Business 400 Inc.’s one-year anniversary event is set for 5:30 to 7:30 p.m. April 6 at the Metropolitan Club off Windward Pkwy. in Alpharetta. Tickets are $10 for members and $15 for guests. Food will be served by multiple restaurant members, and cash prizes and a flat-screen TV will be given away. For more information, go online at www.business400.com.
While some businesses have been struggling, Jeff Dean said he saw sales increase 35 percent in 2009.

He credits most of that surge to contacts he has made during the monthly Business 400 Inc. meetings.

“It all goes back to the networking I’ve been doing,” said Dean, owner of Vital Signs & Graphics in Cumming.

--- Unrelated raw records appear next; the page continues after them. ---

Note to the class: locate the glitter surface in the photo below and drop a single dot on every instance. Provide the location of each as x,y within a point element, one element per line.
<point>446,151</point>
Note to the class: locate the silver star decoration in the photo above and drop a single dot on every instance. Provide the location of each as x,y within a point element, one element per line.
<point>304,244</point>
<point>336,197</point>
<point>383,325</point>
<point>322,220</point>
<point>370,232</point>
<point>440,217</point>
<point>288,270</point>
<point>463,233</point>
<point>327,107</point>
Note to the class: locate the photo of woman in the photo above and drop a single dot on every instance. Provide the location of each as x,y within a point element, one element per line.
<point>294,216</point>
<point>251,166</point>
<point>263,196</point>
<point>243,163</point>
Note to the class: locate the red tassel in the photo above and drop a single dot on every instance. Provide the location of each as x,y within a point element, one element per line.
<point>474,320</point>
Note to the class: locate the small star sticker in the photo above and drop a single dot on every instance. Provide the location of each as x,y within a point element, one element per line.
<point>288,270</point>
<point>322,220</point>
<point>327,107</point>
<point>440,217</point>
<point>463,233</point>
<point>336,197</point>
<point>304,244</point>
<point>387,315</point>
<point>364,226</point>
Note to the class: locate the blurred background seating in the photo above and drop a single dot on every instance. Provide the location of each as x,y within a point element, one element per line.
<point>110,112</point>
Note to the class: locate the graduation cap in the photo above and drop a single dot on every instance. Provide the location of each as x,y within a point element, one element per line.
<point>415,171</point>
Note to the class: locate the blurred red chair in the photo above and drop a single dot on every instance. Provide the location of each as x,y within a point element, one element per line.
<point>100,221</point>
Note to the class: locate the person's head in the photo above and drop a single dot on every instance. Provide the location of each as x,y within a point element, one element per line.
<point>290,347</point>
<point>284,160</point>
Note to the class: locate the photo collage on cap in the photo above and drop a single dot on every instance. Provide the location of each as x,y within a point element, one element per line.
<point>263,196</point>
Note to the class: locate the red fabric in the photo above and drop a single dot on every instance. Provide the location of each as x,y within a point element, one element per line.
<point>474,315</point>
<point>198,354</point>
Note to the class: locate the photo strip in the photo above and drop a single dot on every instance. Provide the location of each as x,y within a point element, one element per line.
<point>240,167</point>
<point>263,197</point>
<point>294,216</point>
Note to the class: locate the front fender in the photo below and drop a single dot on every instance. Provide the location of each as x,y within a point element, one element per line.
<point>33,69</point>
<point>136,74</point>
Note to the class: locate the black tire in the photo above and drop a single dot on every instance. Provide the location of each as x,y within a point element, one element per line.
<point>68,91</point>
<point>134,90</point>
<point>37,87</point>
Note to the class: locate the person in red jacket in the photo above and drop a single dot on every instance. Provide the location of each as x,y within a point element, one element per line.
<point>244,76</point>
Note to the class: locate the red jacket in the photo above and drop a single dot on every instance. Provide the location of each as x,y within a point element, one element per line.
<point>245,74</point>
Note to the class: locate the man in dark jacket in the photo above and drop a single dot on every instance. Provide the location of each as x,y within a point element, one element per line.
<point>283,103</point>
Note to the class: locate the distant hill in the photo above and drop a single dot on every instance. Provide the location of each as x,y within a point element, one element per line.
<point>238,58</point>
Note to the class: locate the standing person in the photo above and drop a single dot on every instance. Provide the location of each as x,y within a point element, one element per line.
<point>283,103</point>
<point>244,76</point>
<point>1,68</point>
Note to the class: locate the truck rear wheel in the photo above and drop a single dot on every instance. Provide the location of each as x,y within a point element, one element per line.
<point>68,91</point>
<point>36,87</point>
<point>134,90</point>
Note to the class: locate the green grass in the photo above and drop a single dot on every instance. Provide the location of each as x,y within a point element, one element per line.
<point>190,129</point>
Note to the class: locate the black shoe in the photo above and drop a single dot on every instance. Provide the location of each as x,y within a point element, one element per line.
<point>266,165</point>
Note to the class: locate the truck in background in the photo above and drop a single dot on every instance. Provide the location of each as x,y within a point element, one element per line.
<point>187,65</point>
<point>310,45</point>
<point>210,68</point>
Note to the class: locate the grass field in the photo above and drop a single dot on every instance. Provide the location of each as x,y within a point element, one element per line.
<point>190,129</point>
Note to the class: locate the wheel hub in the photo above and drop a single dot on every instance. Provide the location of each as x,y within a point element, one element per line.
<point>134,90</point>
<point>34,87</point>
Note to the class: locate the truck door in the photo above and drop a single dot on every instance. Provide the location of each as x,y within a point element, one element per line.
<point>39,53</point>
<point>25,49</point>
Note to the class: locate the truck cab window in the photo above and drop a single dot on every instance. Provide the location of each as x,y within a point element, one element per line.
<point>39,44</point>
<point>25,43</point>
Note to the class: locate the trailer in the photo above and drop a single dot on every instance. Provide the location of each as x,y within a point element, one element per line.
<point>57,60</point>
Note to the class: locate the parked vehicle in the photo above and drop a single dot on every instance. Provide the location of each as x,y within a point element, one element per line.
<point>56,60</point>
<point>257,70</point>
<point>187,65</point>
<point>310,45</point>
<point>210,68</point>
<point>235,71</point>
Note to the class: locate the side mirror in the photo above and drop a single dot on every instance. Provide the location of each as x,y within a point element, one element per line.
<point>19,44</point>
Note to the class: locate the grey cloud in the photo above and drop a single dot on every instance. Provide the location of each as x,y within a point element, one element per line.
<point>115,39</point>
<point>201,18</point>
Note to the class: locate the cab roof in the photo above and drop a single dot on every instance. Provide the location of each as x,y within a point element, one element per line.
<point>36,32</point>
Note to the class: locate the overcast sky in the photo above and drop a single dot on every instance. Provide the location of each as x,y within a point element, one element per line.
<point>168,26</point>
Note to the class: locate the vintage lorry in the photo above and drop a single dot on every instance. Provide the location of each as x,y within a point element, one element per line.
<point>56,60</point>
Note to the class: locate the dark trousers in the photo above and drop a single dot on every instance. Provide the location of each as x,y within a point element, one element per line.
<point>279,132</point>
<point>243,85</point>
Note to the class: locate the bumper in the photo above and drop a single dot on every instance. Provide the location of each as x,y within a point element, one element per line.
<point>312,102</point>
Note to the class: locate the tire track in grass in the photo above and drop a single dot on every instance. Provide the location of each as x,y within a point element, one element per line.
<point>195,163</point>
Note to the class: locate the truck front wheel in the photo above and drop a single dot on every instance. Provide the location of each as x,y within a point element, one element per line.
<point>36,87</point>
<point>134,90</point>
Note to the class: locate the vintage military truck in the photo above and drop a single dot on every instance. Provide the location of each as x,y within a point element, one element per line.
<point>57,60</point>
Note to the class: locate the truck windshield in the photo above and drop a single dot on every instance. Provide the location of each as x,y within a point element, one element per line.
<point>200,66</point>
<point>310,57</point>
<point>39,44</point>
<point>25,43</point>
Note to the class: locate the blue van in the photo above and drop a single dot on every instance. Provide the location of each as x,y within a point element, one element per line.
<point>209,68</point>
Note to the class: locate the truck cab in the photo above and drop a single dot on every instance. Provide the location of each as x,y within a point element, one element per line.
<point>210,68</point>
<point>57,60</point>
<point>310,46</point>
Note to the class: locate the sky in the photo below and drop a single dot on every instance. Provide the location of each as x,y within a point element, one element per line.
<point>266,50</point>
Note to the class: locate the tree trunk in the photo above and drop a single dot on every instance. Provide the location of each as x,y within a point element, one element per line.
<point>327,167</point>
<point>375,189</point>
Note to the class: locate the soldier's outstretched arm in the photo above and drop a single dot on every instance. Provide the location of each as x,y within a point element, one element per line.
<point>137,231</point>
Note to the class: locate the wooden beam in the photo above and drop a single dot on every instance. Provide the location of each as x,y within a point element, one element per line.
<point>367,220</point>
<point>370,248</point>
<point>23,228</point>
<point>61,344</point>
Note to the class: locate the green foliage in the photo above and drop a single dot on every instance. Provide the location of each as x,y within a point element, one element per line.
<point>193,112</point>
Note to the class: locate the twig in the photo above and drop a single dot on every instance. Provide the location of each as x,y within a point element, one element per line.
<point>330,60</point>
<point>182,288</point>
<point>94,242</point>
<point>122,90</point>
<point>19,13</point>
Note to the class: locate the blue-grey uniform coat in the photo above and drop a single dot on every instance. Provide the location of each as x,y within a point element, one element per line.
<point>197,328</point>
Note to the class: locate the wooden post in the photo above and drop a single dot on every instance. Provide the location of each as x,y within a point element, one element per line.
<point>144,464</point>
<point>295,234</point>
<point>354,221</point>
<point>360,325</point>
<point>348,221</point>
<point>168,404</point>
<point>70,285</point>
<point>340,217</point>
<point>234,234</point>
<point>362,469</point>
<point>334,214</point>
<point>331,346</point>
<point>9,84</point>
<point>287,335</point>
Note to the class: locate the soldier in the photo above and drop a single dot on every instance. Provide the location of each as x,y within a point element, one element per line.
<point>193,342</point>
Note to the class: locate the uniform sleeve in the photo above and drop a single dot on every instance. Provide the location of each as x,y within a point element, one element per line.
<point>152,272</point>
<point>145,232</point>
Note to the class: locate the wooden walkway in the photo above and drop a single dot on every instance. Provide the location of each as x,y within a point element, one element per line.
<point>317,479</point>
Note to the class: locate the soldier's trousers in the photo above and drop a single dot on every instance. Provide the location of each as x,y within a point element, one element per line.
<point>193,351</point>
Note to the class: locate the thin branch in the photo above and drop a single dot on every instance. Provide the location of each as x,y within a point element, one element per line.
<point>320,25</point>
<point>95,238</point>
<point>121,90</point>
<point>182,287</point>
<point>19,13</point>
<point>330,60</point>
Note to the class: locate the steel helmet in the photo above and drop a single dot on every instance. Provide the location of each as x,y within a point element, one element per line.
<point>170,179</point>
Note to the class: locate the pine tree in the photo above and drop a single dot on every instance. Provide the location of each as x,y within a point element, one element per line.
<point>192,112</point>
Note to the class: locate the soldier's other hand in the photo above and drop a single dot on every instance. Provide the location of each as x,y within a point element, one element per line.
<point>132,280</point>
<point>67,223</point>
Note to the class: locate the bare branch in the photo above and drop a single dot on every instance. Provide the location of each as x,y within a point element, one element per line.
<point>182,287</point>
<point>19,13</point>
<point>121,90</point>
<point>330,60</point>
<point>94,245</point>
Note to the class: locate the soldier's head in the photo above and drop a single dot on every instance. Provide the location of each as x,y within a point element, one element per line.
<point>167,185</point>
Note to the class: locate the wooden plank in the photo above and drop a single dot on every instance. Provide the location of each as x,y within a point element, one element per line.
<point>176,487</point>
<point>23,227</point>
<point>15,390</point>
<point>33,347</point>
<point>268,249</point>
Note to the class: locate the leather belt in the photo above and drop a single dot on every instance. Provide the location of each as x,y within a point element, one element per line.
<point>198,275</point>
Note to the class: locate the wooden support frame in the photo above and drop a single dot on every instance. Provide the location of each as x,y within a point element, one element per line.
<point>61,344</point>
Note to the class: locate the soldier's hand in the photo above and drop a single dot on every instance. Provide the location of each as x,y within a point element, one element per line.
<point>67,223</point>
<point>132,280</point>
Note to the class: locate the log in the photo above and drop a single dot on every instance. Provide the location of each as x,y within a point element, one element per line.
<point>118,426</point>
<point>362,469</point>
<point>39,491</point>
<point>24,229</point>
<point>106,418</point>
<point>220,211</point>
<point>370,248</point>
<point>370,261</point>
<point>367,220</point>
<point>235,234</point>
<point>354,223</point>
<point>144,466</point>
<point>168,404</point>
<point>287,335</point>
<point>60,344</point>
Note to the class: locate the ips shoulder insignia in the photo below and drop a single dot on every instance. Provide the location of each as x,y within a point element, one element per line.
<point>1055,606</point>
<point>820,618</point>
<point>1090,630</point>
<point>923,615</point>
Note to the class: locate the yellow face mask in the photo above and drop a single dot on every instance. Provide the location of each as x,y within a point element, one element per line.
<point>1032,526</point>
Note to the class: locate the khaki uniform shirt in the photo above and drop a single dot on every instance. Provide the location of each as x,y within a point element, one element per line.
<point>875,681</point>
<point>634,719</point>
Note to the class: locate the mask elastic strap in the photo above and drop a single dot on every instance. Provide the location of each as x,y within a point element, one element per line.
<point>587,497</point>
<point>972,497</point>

“I’ve generated a lot of business from it and I’ve made lots of good contacts that I could even send business to. So I know it’s not only been good for me, but it’s been good for a lot of people that I’ve met.”

On average, about 300 people attend the monthly meetings.

Founder and President Ron Dinsmore said about 40 percent of those are new participants.

That interest from newcomers is why he expects as many as 500 people to attend the Forsyth County-based organization’s one-year anniversary celebration April 6.

“More and more people are starting to understand the value of networking,” Dinsmore said. “I’ve been relying on it for 38 years ... now it’s really catching on in big groups.”

Dinsmore and his wife, Marie, are real estate agents in the area.

He said the couple founded the networking group as a way to “provide really the only true large networking opportunity on the Ga. 400 corridor.”

The organization, geared toward businesses along the Ga. 400 corridor from Buckhead to Dahlonega, has about 280 members who pay annual dues and can set up booths at meetings for a fee.

Non-members pay a small door charge and go from booth to booth visiting other businesses and getting a feel for the networking process, Dinsmore said.

Every meeting has been held at the Metropolitan Club in Alpharetta.

“People are building relationships,” he said. “They share back and forth and they either do business together, or they know someone in their sphere of influence that may want to do business.

“We were geared more toward the mid- to smaller-size business, but a lot of big corporations are coming to us now.”

Dean serves on the advisory board of the organization. He has been a table vendor for at least six of the past 12 months and continues to work with the other businesses he’s met.

He’s tried other networking groups, but “the most success I’ve had has been with Business 400.”

“It changed the way I did business,” he said. “It was good for me, so I just kept going back.”